Proofpoint is releasing its annual Human Factor Report, which looks at the latest cyber security issues in email, social media and mobile apps.
One of the most significant findings from the study is that in 2015 people were the targets: from email and web to social media and mobile apps, rather than relying on expensive exploit kits, attackers relied on human frailty to carry out their dirty work.
Essentially, 2015 was the year Machine Exploits were replaced by Human Exploitation. Rather than purchasing expensive technical exploit kits, attackers opted for high volume attachment-based campaigns and relied on social engineering to trick users into running malicious macros in word and excel on their machines.
The bottom line is everyone clicks, and the bad news is you can’t patch people, so as hackers continue to reap the rewards, this trend is likely to continue.
This year’s report analyses trends across the top vectors for targeting people – email, mobile apps, and social media – and some of the key findings include:
- People are replacing automated exploits as attackers’ preferred entry tactic
In 2015 attackers overwhelmingly infected computers by tricking people into doing it themselves instead of using automated exploits. 99.7% of documents used in attachment-based campaigns relied on social engineering and macros, rather than automated exploits. 98% of URLs in malicious messages link to hosted malware, either as an executable or an executable inside an archive. Hosted malicious archive and executables files require tricking the user into infecting themselves by double-clicking on the malware.
- Phishing is 10 times more common than malware in social media posts
The ease of creating fraudulent social media accounts for known brands drives a clear preference for phishing in social media-based attacks. Distinguishing fraudulent social media accounts from legitimate ones is difficult: we found that 40% of Facebook accounts and 20% of Twitter accounts claiming to represent a Global 100 brand are unauthorized, and for Global 100 companies unauthorized accounts on both Facebook and Twitter make up 55% and 25% of accounts, respectively. It’s no wonder then that we have seen the rise of fraudulent customer service account phishing, which uses social engineering to trick users to divulge personal information and logins.
- Dangerous mobile apps from rogue marketplaces affect two out of five enterprises
Our researchers identified rogue app stores from which users could download malicious apps onto iOS devices – even those not “jailbroken,” or configured to run apps not offered through Apple’s iTunes store.
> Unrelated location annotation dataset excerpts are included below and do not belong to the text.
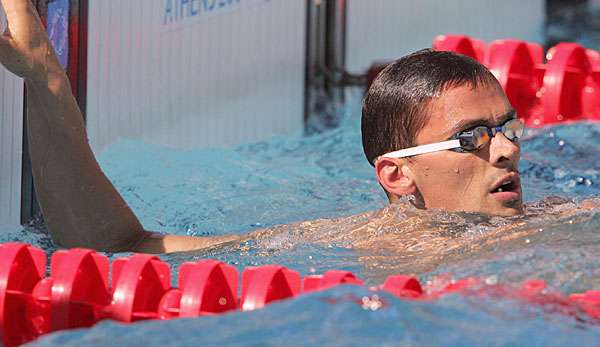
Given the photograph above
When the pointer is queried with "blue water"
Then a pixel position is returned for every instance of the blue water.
(287, 180)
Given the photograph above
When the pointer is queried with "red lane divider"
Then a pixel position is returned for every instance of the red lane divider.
(77, 293)
(562, 86)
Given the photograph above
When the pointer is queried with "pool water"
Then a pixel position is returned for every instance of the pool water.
(323, 176)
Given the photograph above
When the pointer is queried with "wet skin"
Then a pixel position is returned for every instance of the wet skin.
(466, 181)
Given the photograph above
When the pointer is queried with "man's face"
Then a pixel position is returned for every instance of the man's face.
(468, 181)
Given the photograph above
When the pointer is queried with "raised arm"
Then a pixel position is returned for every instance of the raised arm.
(80, 205)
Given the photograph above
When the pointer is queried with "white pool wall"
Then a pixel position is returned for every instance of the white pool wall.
(186, 77)
(11, 143)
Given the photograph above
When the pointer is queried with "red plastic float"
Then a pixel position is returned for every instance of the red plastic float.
(461, 44)
(140, 282)
(514, 62)
(265, 284)
(329, 279)
(564, 88)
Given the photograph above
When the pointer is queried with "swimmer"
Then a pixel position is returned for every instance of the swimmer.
(436, 126)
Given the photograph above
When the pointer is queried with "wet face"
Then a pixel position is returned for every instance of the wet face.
(483, 181)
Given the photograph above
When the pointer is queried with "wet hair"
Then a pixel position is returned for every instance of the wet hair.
(395, 105)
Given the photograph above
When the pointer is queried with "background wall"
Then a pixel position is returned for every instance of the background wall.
(195, 73)
(11, 131)
(388, 29)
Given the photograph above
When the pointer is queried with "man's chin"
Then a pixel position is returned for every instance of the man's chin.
(512, 209)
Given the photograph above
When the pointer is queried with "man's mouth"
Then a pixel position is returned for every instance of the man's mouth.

Lured in by “free” clones of popular games and banned apps, users who download apps from rogue marketplaces – and bypass multiple security warnings in the process – are four times more likely to download an app that is malicious. These apps will steal personal information, passwords or data. 40% of large enterprises sampled by Proofpoint TAP Mobile Defense researchers had malicious apps from DarkSideLoader marketplaces – that is, rogue app stores – on them.
- People willingly downloaded more than 2 billion mobile apps that steal their personal data
Attackers used social media threats and mobile apps, not just email, to trick users into infecting their own systems. Proofpoint analysis of authorized Android app stores discovered more than 12,000 malicious mobile apps – apps capable of stealing information, creating backdoors, and other functions – accounting for more than 2 billion downloads.
- Banking Trojans were the most popular type of malicious document attachment payload In 2015
Banking Trojans were the most popular type of malicious document attachment payload. They accounted for 74% of all payloads, and Dridex message volume was almost 10 times greater than the next most-used payload in attacks that used malicious document attachments. The documents themselves used malicious macros extensively and relied on social engineering to trick the user into running the malicious code to infect their computer.
- Hackers served phish for breakfast and social media spam for lunch In 2015
Attackers timed email and social media campaigns to align with the times that people are most distracted by other legitimate uses of those vectors. For example, malicious email messages are delivered at the start of the business day (9-10 am) while social media spam posting times mirror the peak usage times for legitimate social media activity.